На пути в Дамаск. Опыт строительства православного мировоззрения | страница 171



Так значит речь тут идет всего лишь о профессиональном заболевании? Нет, это не то. Ну, может быть, и не без этого, но главное в другом. Его сделала убийцей гордыня помноженная на отчаяние. Это жуткая смесь. Он не только золото начал считать дерьмом, он всех людей начал дерьмом считать. Жизнь ничтожеств перестала для него что-то значить. И тут вылез вместе с рогами проклятый вопрос Родиона Раскольникова: "Тварь я дрожащая или право имею?" Впрочем, Шараевский вспоминает слова Смердякова: "Если Бога нет, то все позволено". Вот тебе, бабушка, и Достоевский.

Нет, им отнюдь не двигало тогда желание совершить для примера безупречное преступление. Ведь преступление-то его было как раз совершенно не спланированным и непродуманным. Даже не сильно умный преступник организовал бы преступление куда лучше. Это была отнюдь не хладнокровно проведенная акция, а самая настоящая истерика.


***


Был чудный пикник на зеленой траве. На той самой траве, которую он выше всего в жизни ценил и до которой ему теперь далеко, как до звезд. Отдыхали четверо: прокурор Шараевский с младшим братом и две дамы, бухгалтер и кассир, возвращавшиеся из банка и имевшие при себе тысяч тридцать. Дамы чувствовали себя в безопасности рядом с прокурором района. Ни кто не собирался умирать и убивать тоже ни кто не собирался.

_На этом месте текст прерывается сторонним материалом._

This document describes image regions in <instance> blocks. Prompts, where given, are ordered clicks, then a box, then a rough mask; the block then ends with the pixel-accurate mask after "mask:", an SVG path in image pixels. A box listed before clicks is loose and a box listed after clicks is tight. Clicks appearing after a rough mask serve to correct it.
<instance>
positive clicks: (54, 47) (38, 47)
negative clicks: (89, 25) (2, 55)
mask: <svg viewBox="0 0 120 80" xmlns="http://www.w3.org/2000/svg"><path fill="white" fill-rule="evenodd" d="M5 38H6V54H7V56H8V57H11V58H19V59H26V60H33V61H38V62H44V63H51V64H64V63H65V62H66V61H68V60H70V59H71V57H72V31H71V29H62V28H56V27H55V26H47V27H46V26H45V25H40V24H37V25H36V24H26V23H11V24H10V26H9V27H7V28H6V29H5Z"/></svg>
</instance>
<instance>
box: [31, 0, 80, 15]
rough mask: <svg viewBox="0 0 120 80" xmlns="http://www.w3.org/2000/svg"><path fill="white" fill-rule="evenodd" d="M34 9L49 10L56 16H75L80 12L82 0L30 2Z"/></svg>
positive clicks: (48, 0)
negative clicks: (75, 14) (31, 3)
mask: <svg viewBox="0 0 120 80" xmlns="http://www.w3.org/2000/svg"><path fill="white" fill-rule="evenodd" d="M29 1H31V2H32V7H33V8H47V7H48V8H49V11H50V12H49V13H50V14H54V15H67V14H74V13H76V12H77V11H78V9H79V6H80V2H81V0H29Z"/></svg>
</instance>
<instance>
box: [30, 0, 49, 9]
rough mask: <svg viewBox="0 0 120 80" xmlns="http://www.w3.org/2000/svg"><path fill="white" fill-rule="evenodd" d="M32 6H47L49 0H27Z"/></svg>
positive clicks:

Это не было продуманное спланированное убийство. Шараевский с его следственным опытом при желании мог организовать дело так, что комар носа не подточил бы. Но они всего лишь перекинулись с братом несколькими словами, после чего было уже трудно отступать:

– Я был для брата непререкаемым авторитетом, он сразу же согласился, и я обязан был оставаться в его глазах сильным человеком. С одной из женщин мы отошли в сторону, я уже держал нож наготове и… не смог. Почувствовал, что это не мое. А брат на меня смотрит и видит, что я слабак. Мы уже попрощались с женщинами, сели в машину и поехали. Вдруг я услышал внутри себя мощный голос: "Стоять!" Я резко развернулся, и мы поехали обратно.

Я убил одну женщину, брат – другую. Мне казалось, что все это делаю не я, что все это не со мной происходит. Когда потом впервые услышал слово "сатана", то всего лишь узнал имя, я уже был с ним знаком.

Преступлению Шараевского приписали корыстный мотив, но это нелепость. Очень ему нужны были эти несчастные 30 тысяч, когда он мог поиметь в десять раз больше, ни кого не убивая и ни чем не рискуя. У него могли быть личные мотивы, помимо корыстных? Да, могли быть, но и это ни чего не объясняет. Любые проблемы он вполне был в силах разрешить без преступления. Ему доставило удовольствие убить? Но он испытал лишь ужас, по природе своей он не убийца. Может быть, он был пьян? Шараевский ни когда в жизни не пил.